Scientific classification
- Kingdom: Animalia
- Phylum: Arthropoda
- Clade: Pancrustacea
- Class: Insecta
- Order: Coleoptera
- Suborder: Polyphaga
- Infraorder: Scarabaeiformia
- Family: Scarabaeidae
- Subfamily: Aphodiinae
- Tribe: Aphodiini
- Genus: Trichaphodiellus Schmidt, 1914
- Species: T. brasiliensis
- Binomial name: Trichaphodiellus brasiliensis (Laporte, 1840)
- Synonyms: Aphodius brasiliensis Laporte, 1840; Aphodius (Nialus) excellens Endrödi, 1964; Aphodius caliginosus Dejean, 1833; Aphodius nubilus Illiger, 1833; Aphodius submaculatus Sturm, 1826;

= Trichaphodiellus =

- Genus: Trichaphodiellus
- Species: brasiliensis
- Authority: (Laporte, 1840)
- Synonyms: Aphodius brasiliensis Laporte, 1840, Aphodius (Nialus) excellens Endrödi, 1964, Aphodius caliginosus Dejean, 1833, Aphodius nubilus Illiger, 1833, Aphodius submaculatus Sturm, 1826
- Parent authority: Schmidt, 1914

Genus of beetles

Trichaphodiellus is a genus of beetle of the family Scarabaeidae. It is monotypic, being represented by the single species, Trichaphodiellus brasiliensis, which is found in Bolivia, Brazil (Acre, Amazonas, Espírito Santo, Mato Grosso, Mato Grosso do Sul, Minas Gerais, Pará, Paraná, Paraíba, Rio de Janeiro, São Paulo, Sergipe), Colombia, Ecuador, Mexico, Peru, Suriname and Venezuela.

== Description ==
Adults reach a length of about 6-8 mm.

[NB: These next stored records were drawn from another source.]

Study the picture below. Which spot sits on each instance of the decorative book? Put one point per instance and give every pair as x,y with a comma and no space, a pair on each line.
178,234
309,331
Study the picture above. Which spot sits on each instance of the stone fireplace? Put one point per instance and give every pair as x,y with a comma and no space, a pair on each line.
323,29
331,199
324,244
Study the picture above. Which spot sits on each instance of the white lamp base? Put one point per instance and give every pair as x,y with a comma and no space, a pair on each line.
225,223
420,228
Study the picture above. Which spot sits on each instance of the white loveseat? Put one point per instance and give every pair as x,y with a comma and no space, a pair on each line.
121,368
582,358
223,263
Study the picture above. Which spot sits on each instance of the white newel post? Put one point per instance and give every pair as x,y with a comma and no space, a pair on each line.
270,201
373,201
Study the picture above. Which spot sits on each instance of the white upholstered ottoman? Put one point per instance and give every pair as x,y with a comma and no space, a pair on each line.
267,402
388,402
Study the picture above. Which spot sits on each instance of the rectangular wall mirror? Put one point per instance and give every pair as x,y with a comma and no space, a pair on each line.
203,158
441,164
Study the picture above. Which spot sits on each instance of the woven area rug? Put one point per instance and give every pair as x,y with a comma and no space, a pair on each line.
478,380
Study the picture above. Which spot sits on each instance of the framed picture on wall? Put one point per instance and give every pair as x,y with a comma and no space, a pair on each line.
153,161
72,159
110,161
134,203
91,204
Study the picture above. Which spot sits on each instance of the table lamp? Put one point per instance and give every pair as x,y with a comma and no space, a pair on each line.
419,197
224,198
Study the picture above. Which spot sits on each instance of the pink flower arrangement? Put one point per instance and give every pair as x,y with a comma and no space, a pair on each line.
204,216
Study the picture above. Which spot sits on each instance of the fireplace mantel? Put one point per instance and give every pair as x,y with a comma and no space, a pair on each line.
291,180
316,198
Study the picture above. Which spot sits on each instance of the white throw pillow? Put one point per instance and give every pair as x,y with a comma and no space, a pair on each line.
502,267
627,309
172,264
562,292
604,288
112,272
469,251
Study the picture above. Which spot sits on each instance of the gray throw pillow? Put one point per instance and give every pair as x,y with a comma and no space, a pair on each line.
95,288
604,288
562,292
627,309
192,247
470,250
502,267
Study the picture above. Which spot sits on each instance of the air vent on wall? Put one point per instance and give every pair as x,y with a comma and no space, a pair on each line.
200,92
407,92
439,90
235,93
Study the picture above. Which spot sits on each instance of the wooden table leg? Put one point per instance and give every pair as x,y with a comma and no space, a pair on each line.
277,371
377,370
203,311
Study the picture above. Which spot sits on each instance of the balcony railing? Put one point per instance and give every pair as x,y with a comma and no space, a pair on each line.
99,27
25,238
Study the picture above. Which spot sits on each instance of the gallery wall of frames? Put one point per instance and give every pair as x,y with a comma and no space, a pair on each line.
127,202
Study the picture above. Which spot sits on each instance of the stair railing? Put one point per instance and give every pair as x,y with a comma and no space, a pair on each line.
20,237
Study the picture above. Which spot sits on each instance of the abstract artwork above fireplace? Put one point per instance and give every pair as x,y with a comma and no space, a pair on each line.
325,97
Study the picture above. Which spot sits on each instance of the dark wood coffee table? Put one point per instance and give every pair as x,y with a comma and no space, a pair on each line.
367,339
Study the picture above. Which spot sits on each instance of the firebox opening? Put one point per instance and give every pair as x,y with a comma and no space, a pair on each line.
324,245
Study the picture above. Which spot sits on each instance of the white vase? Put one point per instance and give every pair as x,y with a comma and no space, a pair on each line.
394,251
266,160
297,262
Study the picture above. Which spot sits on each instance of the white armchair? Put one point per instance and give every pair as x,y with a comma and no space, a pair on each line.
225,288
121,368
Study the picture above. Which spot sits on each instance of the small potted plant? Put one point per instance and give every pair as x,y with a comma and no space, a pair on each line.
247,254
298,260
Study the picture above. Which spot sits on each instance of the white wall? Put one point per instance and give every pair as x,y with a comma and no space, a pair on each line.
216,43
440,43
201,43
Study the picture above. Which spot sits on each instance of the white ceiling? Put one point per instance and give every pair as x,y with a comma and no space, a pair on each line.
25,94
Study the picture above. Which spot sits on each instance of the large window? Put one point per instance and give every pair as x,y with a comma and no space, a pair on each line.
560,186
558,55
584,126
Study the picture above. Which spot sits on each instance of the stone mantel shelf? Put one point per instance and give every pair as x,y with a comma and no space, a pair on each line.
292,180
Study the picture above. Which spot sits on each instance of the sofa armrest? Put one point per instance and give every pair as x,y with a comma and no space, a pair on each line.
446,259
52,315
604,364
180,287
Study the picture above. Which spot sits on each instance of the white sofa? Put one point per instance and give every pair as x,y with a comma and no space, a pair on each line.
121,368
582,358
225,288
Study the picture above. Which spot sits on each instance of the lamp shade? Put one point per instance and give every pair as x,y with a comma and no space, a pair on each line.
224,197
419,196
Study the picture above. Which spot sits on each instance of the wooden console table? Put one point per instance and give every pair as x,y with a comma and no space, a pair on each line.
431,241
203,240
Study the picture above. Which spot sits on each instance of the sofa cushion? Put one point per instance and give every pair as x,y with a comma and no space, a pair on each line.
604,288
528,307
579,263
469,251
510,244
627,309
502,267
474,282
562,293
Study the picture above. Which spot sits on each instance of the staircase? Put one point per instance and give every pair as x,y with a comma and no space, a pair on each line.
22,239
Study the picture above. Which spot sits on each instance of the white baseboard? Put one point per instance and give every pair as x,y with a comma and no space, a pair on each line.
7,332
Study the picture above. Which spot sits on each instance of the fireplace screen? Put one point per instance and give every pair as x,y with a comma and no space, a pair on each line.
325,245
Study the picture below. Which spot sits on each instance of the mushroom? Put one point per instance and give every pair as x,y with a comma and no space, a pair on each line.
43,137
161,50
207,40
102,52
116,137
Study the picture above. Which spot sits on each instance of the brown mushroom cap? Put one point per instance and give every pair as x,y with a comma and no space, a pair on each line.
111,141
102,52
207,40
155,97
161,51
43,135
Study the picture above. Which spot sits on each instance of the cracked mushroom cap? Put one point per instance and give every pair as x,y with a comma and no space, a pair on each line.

The body is oblong and dark testaceous. The head has small and sparse punctures and the clypeus is sinuate medially, with a medial tubercle anterior to the frontoclypeal suture. The pronotum has sparse punctation, with punctures of two sizes and without a posterior marginal line. The dorsal surface of the protibia has dense punctation.

==Life history==
Specimens have been collected at altitudes ranging from 33 to 1850 metres. They are attracted to equine, bovine, Tapirus and human feces.